Another point that’s still open concerns the web app itself. The primary functionality would be a page which shows when the next smoke can be smoked, according to the last smoke time and the currently configured interval. But how would I make sure that the time gets updated when, in the background, another smoke was logged via the API? In theory, I think I would need to make constant GET requests. I’ve already heard about one possible solution, namely Websockets. Those would involve a bit of JavaScript, but would allow me to push updates from the server. But it would also mean a constant connection? On the other hand, it might be possible to set something up with the Page Visibility API, so that there’s a bit of JavaScript which runs a GET request every time the tab the page is loaded in is actually focused? That sounds like a good compromise to me, at least. What I would really like would be to not just run a GET request to get the newest smoke time, but just reload the entire page? It would keep the logic a bit simpler I’d think, compared to fetching fresh data and updating only parts of the page via JavaScript.

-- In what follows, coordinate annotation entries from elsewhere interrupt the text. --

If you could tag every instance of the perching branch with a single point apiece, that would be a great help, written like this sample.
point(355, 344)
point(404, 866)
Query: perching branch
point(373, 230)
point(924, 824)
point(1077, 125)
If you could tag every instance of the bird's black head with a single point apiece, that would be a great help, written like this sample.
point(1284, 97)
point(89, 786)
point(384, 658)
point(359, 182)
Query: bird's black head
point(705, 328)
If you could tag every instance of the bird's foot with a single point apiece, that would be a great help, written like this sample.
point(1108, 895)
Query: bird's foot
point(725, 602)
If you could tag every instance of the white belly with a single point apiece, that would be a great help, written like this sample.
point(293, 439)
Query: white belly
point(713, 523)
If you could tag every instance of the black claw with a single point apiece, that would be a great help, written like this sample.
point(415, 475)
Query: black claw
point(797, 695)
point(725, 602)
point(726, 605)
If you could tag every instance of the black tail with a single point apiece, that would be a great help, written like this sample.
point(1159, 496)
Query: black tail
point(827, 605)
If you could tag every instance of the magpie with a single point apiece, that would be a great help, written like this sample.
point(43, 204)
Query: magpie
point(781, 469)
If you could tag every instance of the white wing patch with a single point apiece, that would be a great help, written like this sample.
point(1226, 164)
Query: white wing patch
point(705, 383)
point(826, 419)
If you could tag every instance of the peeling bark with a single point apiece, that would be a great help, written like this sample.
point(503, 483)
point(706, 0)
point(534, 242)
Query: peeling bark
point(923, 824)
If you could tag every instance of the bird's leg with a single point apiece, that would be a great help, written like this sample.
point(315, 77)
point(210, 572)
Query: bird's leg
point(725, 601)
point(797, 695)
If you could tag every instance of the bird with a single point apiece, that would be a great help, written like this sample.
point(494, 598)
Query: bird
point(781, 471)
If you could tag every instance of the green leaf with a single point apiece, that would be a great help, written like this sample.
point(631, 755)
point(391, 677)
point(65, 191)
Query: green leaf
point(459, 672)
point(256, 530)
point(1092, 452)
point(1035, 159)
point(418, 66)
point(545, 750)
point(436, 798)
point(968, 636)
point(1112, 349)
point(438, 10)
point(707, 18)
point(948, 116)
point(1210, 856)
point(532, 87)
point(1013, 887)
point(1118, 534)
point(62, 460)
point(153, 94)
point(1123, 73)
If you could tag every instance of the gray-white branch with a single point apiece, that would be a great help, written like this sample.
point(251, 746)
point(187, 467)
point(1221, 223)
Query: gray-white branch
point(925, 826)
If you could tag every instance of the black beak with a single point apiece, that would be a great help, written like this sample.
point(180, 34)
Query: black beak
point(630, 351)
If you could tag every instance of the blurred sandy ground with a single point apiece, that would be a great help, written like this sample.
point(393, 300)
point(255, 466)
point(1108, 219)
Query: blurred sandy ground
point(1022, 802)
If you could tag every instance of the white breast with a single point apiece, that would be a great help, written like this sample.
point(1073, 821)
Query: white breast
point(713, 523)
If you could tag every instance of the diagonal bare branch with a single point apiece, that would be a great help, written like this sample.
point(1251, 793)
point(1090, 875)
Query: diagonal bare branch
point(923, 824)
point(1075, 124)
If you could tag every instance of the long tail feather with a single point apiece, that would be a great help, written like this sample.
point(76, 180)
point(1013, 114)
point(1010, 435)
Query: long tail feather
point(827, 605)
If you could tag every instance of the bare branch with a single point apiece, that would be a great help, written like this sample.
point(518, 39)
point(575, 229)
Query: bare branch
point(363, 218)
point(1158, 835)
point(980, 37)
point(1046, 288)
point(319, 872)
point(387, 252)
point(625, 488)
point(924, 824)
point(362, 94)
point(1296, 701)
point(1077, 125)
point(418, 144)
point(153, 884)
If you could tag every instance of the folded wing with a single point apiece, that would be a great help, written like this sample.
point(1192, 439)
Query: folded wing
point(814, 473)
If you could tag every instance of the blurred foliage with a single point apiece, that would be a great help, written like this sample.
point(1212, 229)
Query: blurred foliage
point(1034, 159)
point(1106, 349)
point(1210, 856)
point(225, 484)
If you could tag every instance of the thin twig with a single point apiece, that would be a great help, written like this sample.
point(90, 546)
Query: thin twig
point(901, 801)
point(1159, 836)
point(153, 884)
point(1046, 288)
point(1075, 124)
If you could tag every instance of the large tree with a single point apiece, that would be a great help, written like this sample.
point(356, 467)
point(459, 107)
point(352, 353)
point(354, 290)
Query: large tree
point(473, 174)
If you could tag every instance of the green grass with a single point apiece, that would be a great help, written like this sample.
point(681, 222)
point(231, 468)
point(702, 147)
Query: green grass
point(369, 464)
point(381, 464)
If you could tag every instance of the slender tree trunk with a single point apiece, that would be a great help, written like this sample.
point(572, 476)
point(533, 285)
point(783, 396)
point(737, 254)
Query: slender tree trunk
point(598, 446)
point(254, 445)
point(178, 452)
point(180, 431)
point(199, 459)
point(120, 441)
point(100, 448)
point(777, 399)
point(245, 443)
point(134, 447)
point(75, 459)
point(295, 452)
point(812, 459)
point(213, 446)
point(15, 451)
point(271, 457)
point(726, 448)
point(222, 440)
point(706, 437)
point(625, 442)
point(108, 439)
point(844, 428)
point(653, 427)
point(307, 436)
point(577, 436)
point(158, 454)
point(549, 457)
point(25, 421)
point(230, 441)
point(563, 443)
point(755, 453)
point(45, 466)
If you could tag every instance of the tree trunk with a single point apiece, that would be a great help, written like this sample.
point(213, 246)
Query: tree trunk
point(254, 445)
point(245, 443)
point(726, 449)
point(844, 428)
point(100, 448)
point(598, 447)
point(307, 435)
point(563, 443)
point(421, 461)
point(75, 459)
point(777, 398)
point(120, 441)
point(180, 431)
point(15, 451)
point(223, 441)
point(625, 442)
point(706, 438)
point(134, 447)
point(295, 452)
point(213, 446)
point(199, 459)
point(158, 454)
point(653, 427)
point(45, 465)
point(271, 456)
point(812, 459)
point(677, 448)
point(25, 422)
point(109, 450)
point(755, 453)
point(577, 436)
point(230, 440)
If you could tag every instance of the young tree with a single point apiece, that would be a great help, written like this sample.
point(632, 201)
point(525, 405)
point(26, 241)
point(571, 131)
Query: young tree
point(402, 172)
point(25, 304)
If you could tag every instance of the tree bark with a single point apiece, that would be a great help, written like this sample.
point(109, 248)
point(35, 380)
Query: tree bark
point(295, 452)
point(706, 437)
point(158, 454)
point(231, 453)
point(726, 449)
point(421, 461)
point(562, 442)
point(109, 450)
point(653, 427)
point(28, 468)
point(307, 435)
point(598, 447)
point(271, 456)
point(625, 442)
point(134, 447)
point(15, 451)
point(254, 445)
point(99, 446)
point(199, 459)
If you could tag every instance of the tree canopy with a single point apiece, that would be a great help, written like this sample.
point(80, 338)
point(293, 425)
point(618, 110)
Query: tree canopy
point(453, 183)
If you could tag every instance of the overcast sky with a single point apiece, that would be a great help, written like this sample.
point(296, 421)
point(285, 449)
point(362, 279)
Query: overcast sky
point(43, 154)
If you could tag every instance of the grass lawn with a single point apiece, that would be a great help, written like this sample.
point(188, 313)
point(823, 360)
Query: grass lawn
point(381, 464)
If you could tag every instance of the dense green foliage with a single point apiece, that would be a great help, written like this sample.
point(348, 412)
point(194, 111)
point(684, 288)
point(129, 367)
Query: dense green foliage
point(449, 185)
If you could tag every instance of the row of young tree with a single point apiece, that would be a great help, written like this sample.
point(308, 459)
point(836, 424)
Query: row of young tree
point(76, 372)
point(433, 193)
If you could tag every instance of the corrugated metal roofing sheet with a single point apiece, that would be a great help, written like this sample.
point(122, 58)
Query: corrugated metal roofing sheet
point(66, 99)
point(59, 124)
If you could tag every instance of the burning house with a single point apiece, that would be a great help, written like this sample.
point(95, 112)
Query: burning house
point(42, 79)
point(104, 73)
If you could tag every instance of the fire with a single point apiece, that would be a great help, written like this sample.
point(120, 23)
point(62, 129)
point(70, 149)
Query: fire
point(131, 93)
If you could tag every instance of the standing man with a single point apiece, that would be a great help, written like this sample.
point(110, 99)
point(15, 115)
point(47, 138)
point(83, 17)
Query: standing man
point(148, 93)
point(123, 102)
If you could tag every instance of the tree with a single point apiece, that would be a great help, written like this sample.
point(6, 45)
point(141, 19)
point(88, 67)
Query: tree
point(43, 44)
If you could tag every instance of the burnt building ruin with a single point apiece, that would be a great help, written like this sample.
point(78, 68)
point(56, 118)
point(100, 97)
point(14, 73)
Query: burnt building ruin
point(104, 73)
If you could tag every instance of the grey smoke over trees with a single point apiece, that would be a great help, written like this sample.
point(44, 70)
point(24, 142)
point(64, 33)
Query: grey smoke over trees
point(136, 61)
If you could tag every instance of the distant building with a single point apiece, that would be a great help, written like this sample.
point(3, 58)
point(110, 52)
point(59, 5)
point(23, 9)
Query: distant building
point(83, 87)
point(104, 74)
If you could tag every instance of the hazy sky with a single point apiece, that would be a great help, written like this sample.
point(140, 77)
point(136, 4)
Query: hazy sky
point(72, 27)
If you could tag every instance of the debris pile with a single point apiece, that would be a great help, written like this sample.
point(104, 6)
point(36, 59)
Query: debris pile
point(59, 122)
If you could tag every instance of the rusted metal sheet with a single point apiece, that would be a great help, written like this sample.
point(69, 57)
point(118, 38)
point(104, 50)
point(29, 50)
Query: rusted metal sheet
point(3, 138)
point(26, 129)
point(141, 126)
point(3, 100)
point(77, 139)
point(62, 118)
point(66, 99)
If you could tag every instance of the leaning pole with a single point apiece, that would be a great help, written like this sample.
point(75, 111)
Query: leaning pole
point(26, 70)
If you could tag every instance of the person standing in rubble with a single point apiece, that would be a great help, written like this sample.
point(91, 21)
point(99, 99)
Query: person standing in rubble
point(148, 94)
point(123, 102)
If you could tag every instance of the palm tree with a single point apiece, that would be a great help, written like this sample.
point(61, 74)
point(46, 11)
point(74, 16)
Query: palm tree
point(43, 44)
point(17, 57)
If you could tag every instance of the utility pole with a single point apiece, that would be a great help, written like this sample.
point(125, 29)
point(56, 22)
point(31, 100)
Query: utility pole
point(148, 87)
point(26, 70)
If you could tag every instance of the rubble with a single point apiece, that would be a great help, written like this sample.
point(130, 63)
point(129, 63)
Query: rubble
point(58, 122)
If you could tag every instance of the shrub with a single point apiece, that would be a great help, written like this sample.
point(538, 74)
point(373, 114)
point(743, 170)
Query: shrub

And finally, I’m still a bit daunted by the “Looks&Feel” part of the implementation. Does anybody have any good tutorials on HTML/CSS? Not so much on the syntax, but basically “Get from ‘unstyled’ to ’looking okay-ish’ in these 57 simple steps”? So something which guides you through writing a “general purpose” stylesheet which is at least a smidge better than unstyled HTML?
Well, lots to think about before I can really get this off the ground.
I’ve been thinking about some actual programming posts, but I don’t generally find the kind of “Here is some code I wrote…” posts that interesting, unless they’re doing something interesting - and let’s not pretend that the above is anything but a CRUD app that has probably been written 1000 times, just with slightly different names for the data-holding structs. 😉 So let’s see how much of the implementation I will actually deem interesting enough to share.